The most vivid memory of my Chernobyl year was the story of my braid. For a long time, I didn’t see this real, nonfictional event as metaphorical—until one day I realized that it was. The moment of cutting my radioactive hair became a symbolic, almost ritual ending of my childhood. Once I crossed that threshold, the book became fiction in its approach, even though all the events in it are real. And fiction is what I prefer to read. It stays with me longer and allows me to interpret it in my own way.

What was your research process like?
Most of my research was visual: I wanted to get the 80s Soviet Union right. I’m eleven years old in the book, and I relied on the memories I had from that time. I did talk to my mother about her memories, and hers were quite different – not because she remembers the same events differently, but because she remembers different things altogether. I left everything as I remembered. In the 1986 Soviet Union, no one knew the full truth about what was happening in Chernobyl. Perhaps we still don’t have the whole picture. I had to replicate an atmosphere of uncertainty, not unlike how we felt in 2020 when the COVID-19 pandemic hit us. But I also had to keep the child’s point of view in mind.

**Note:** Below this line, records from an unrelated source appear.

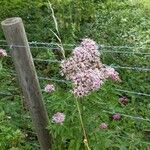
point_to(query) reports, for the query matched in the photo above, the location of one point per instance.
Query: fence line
(65, 81)
(117, 67)
(128, 116)
(55, 45)
(132, 92)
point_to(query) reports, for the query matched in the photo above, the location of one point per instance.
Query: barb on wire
(125, 52)
(6, 94)
(132, 92)
(128, 116)
(144, 142)
(47, 60)
(52, 79)
(132, 68)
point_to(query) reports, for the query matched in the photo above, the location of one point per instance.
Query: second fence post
(16, 38)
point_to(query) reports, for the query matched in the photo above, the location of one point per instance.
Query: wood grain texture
(15, 35)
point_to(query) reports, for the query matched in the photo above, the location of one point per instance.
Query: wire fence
(55, 46)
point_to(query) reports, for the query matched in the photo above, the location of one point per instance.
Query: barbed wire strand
(128, 116)
(65, 81)
(132, 92)
(55, 45)
(117, 67)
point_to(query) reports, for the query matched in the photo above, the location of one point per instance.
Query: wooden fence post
(16, 38)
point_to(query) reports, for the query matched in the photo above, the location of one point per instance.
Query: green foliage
(109, 22)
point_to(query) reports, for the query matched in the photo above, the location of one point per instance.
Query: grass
(116, 23)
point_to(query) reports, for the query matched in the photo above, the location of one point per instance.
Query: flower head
(49, 88)
(58, 118)
(89, 44)
(85, 69)
(103, 126)
(3, 53)
(116, 116)
(111, 73)
(123, 100)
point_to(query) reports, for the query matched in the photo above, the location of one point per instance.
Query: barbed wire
(125, 115)
(55, 45)
(132, 92)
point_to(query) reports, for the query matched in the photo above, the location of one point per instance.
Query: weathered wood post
(16, 38)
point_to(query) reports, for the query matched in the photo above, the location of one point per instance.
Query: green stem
(82, 124)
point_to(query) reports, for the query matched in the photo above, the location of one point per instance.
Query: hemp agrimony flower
(3, 53)
(49, 88)
(85, 69)
(58, 118)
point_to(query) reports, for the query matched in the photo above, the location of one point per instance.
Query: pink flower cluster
(116, 116)
(58, 118)
(85, 69)
(49, 88)
(103, 126)
(123, 100)
(3, 53)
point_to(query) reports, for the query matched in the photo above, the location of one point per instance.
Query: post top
(11, 21)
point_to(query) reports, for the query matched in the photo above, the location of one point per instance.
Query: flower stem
(82, 124)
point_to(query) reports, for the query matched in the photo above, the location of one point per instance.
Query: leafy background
(108, 22)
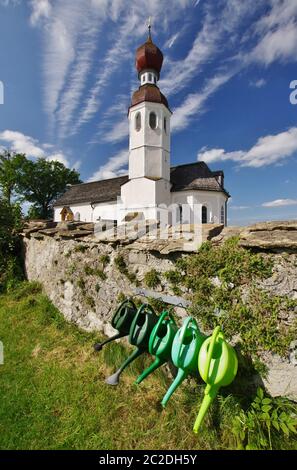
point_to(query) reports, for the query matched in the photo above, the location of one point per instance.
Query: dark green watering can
(217, 363)
(139, 335)
(121, 321)
(160, 343)
(185, 349)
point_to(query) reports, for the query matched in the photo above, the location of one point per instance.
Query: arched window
(222, 215)
(153, 120)
(204, 215)
(138, 121)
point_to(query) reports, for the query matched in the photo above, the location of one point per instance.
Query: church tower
(149, 145)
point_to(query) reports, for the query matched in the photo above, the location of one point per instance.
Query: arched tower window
(153, 120)
(204, 215)
(222, 215)
(138, 121)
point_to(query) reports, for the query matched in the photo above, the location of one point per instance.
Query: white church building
(153, 189)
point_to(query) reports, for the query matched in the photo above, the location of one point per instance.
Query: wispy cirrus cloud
(41, 9)
(115, 166)
(268, 150)
(21, 143)
(277, 34)
(194, 104)
(280, 203)
(260, 83)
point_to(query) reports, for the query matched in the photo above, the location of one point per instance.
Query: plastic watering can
(217, 363)
(185, 349)
(160, 343)
(121, 321)
(139, 334)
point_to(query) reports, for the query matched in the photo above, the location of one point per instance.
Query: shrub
(152, 278)
(105, 260)
(266, 424)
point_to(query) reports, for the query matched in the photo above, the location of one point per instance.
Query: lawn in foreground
(53, 394)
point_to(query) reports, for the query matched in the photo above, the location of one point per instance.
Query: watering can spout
(181, 375)
(209, 395)
(115, 378)
(99, 346)
(155, 365)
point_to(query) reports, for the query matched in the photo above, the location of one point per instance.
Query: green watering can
(139, 335)
(217, 363)
(121, 321)
(160, 343)
(185, 349)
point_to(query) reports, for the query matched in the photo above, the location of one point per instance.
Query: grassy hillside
(53, 394)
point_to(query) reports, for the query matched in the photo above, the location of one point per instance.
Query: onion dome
(148, 93)
(149, 56)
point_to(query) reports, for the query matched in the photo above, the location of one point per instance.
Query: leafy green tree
(11, 268)
(41, 182)
(10, 167)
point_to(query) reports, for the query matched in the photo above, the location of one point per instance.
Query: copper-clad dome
(149, 56)
(148, 93)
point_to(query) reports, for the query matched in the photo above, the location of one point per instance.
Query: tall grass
(53, 394)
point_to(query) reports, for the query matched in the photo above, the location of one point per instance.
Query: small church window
(222, 215)
(138, 121)
(153, 120)
(204, 215)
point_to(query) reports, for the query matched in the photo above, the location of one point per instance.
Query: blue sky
(67, 68)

How long did you work on this before it was published?
Close to two years.

Does this work relate to your role at FIT? If so, how?
I teach illustration at FIT and one of my favorite courses is Book Illustration, which included both writing and illustrating. Many of my students are interested in writing and illustrating graphic novels and followed my process while I worked on this book.

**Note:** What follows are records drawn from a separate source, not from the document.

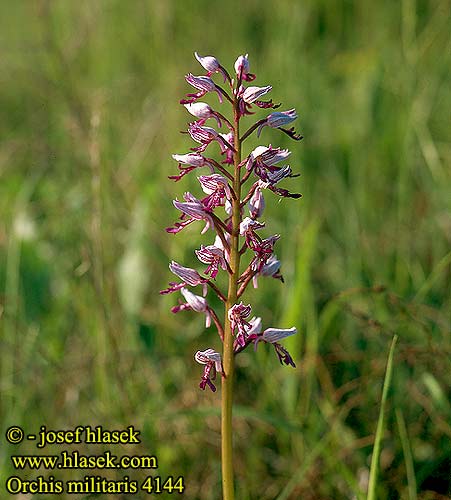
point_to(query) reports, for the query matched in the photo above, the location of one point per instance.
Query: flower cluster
(234, 187)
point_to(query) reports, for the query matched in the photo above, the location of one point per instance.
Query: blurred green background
(89, 117)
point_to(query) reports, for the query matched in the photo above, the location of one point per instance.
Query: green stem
(228, 354)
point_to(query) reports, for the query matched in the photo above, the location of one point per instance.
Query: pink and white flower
(213, 364)
(214, 257)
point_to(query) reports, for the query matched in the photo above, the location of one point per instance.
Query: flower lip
(188, 275)
(210, 63)
(197, 303)
(200, 82)
(281, 118)
(273, 335)
(193, 159)
(251, 94)
(199, 109)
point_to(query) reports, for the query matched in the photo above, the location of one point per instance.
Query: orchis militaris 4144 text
(231, 208)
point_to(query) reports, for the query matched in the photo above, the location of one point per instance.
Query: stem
(228, 354)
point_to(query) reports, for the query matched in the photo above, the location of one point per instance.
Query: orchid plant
(232, 209)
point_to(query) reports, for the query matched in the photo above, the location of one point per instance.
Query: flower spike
(231, 212)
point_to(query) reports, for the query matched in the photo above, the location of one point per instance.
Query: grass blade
(380, 425)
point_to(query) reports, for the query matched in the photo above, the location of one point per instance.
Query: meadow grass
(89, 117)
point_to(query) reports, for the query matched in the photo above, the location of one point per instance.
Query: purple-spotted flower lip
(250, 225)
(237, 315)
(192, 159)
(214, 257)
(213, 183)
(212, 361)
(203, 84)
(266, 156)
(209, 356)
(270, 268)
(279, 119)
(257, 203)
(242, 68)
(195, 209)
(210, 63)
(272, 335)
(199, 109)
(252, 94)
(188, 275)
(202, 111)
(195, 303)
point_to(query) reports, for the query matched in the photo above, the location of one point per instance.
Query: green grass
(89, 117)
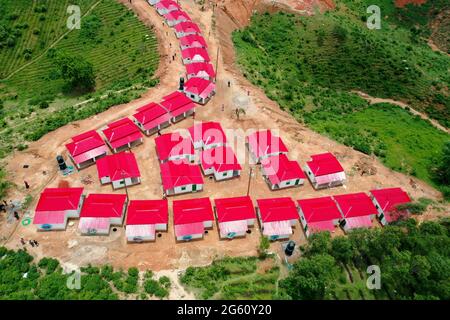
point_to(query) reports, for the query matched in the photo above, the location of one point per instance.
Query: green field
(310, 65)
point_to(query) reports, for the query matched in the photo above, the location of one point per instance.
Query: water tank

What was your biggest challenge? What was most rewarding?
The difficult thing was to forget that I knew the future. It was like using a time machine: I met the people from the past, I know their fate, but I cannot tell them. And because I’m in the past, I cannot act or think like an adult, or else I’d be discovered.

The most rewarding part was to make sure that the book doesn’t have “an accent”, to create a language that flows naturally without sounding exotic.

Is there other information we should know?
My graphic memoir comes out on the 40th anniversary of Chernobyl Disaster.

Have you published any other books or have any upcoming publications?
I have published 15 picture books (half of which I wrote and illustrated). I have two more picture books on the way: The first one, Another Tongue, is out in July 2026. It’s my take on what it feels like to learn a second language when moving to a new country. The second one, Not So Super Hero, was inspired by my public art project — a New York Superhero poster for the MTA. It’s the story of a reluctant superhero who goes on an adventure to please his immigrant parents. It will be published in 2027.